The prize was awarded to the Human Toxicology Project Consortium (HTPC), in recognition of a training program we developed that helps scientists apply alternative methods. Lush created a video explaining the project.
The HTPC is a coalition of corporate and non-profit organizations, founded and coordinated by The Humane Society of the United States (HSUS), that promotes the development & implementation of non-animal science to improve chemical safety tests. As part of our training program, earlier this year we created a course to promote the concept and application of Adverse Outcome Pathways, or AOPs. An AOP is a flexible framework that describes the events that occur following chemical exposure. The course trains scientists to use a software package that allows them to organize and combine biological information. When organized this way, the information helps scientists predict what will happen after chemical exposure, as an alternative to testing that chemical on animals. The course was developed by the HTPC and etioLogic Consulting Services, in collaboration with an international group of scientists, and has been incorporated into the training materials of the Organisation for Economic Co-operation and Development (OECD).

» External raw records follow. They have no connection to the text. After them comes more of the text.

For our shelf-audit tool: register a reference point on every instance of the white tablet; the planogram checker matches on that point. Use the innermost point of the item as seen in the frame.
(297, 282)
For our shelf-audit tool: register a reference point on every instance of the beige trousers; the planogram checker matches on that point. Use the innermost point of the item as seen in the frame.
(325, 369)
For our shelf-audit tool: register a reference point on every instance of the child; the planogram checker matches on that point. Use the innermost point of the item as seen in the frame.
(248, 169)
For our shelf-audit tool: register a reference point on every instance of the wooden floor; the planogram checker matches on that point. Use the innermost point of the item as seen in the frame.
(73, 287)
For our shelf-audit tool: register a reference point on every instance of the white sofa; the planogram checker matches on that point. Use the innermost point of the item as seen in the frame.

Dr. Catherine Willett, Director of Regulatory Toxicology, Risk Assessment and Alternatives for The HSUS will accept the award at a ceremony in London this evening.
Lush Prize is a joint project between Lush Cosmetics and the Ethical Consumer Research Association (ECRA) and was founded in 2012 as a way of supporting initiatives to replace the use of animals in research. Prizes are awarded annually in Lobbying, Public Awareness, Science, Training, and Young Researchers, and each winner is awarded £50,000 (around $65,000). This year, more than 66 entries from 29 countries were submitted.
The prize money we receive will be used to continue our work to advance non-animal methods in research and testing.